To make the above discussion concrete, let's work through every AD strategy on a single function: the Babylonian method for computing $\sqrt{x}$.

function f(x)
    a = x
    for i in 1:300
        a = 0.5 * (a + x/a)
    end
    a
end

f (generic function with 3 methods)

This iteratively computes $\sqrt{x}$ via the recurrence $a_{n+1} = \frac{1}{2}(a_n + x/a_n)$. After 300 iterations starting from $a_0 = x$, the result converges to machine precision. Since $f(x) = \sqrt{x}$, the exact derivative is $f'(x) = \frac{1}{2\sqrt{x}}$.

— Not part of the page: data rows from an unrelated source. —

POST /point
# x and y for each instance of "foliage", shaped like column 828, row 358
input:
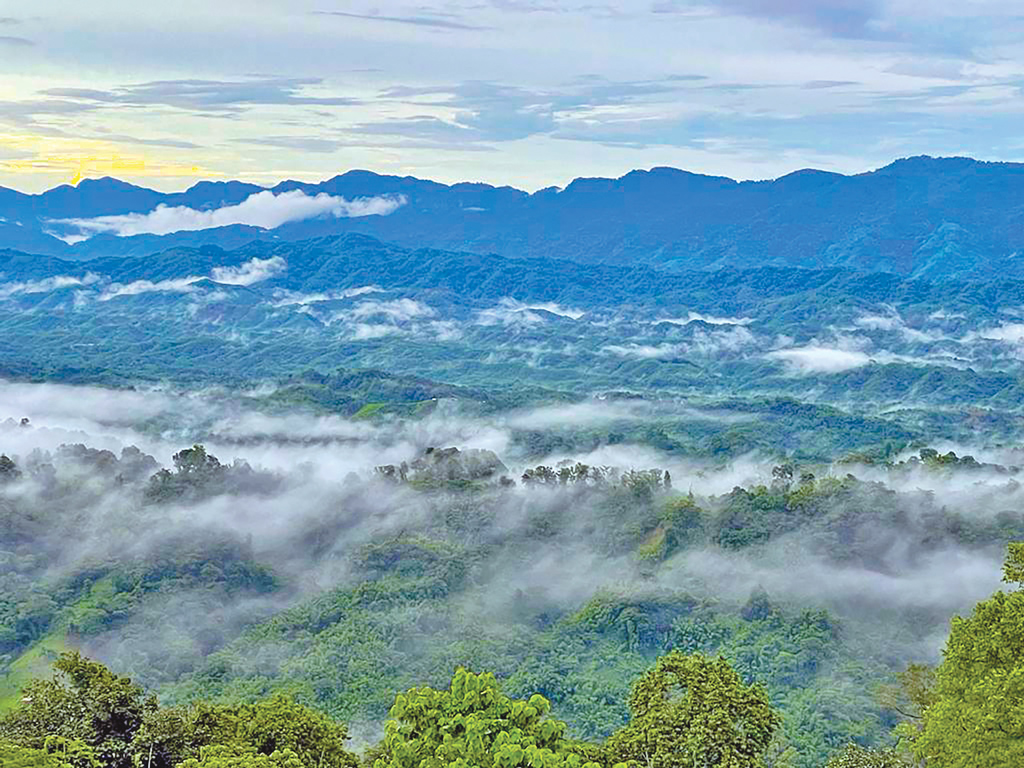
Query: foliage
column 474, row 724
column 690, row 710
column 854, row 756
column 975, row 719
column 86, row 704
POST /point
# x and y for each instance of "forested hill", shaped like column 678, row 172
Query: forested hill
column 350, row 261
column 922, row 217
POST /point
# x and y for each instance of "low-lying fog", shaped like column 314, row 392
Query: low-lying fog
column 316, row 471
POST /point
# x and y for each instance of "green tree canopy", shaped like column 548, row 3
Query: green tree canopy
column 976, row 719
column 237, row 756
column 694, row 711
column 85, row 702
column 474, row 724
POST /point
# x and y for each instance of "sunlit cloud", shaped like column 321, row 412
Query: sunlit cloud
column 75, row 159
column 265, row 210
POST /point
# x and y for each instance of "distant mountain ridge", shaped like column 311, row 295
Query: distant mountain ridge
column 919, row 217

Step 1: Lowering to a Three-Address Form

Before differentiating, we decompose each compound expression into elementary operations, each assigned to a temporary. This is the form that a compiler (or an AD system) actually sees:

function f_lowered(x)
    a = x
    for i in 1:300
        tmp1 = x / a
        tmp2 = a + tmp1
        a = 0.5 * tmp2
    end
    y = a
end

f_lowered (generic function with 1 method)

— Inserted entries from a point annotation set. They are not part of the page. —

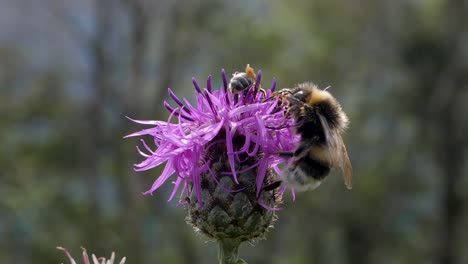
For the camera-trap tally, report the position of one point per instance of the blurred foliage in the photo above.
(70, 71)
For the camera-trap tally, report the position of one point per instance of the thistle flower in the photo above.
(221, 152)
(95, 259)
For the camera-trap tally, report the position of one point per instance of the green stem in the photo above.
(228, 252)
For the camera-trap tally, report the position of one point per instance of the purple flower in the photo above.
(218, 116)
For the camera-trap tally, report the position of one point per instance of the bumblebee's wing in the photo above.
(337, 154)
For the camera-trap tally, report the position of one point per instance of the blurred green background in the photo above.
(70, 71)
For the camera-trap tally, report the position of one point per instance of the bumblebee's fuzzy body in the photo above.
(320, 123)
(242, 80)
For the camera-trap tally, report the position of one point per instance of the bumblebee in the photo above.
(242, 80)
(320, 122)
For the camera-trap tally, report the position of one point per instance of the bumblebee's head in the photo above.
(323, 103)
(242, 80)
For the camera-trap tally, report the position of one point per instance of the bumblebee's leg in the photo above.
(272, 186)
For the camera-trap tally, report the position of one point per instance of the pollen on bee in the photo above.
(250, 72)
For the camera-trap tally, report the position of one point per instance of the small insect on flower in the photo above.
(320, 122)
(242, 80)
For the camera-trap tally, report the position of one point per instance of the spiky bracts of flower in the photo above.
(221, 151)
(96, 260)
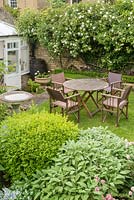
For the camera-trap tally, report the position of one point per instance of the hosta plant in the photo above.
(98, 166)
(29, 141)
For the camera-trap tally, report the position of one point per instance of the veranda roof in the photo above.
(7, 29)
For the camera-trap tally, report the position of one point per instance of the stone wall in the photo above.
(1, 3)
(42, 53)
(5, 16)
(53, 63)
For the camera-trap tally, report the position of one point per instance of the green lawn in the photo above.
(126, 127)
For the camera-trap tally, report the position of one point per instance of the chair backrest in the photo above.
(126, 93)
(60, 78)
(114, 77)
(55, 94)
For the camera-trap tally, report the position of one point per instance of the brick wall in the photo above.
(53, 63)
(40, 52)
(1, 3)
(5, 16)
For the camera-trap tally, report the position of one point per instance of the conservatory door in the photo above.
(12, 61)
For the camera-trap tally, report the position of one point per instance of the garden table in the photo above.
(15, 98)
(88, 86)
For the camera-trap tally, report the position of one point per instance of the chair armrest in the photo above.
(72, 96)
(55, 82)
(118, 89)
(67, 79)
(110, 96)
(104, 79)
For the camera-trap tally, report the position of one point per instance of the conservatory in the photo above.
(14, 53)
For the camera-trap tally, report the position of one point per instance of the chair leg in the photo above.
(127, 111)
(78, 115)
(117, 118)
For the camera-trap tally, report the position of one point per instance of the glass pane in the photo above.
(13, 61)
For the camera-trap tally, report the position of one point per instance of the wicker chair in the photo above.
(116, 104)
(68, 104)
(114, 81)
(57, 82)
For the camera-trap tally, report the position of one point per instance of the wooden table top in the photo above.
(85, 84)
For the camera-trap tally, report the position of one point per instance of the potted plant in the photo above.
(42, 78)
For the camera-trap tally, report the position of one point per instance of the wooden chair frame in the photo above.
(116, 104)
(57, 81)
(68, 105)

Each line is now a single primitive operation (/, +, *) whose derivative rule we know. This decomposition is the starting point for all AD strategies.

Step 2: Forward-Mode AD

In forward-mode AD, we propagate a tangent $\dot{v}$ alongside each value $v$. For each elementary operation, we apply the standard differentiation rule:

\[ \text{tmp1} = x/a \implies \dot{\text{tmp1}} = (\dot{x} \cdot a - \dot{a} \cdot x)/a^2 \]

(quotient rule)
\[ \text{tmp2} = a + \text{tmp1} \implies \dot{\text{tmp2}} = \dot{a} + \dot{\text{tmp1}} \]

(sum rule)
\[ a = 0.5 \cdot \text{tmp2} \implies \dot{a} = 0.5 \cdot \dot{\text{tmp2}} \]

(constant scaling)

Seeding with $\dot{x} = 1$ gives us $\dot{y} = f'(x)$ at the output:

function f_forward(x, dx)
    a, da = (x, dx)
    for i in 1:300
        tmp1, dtmp1 = (x / a, (dx * a - da * x) / a^2)
        tmp2, dtmp2 = (a + tmp1, da + dtmp1)
        a, da = (0.5 * tmp2, 0.5 * dtmp2)
    end
    y, dy = (a, da)
end

f_forward (generic function with 1 method)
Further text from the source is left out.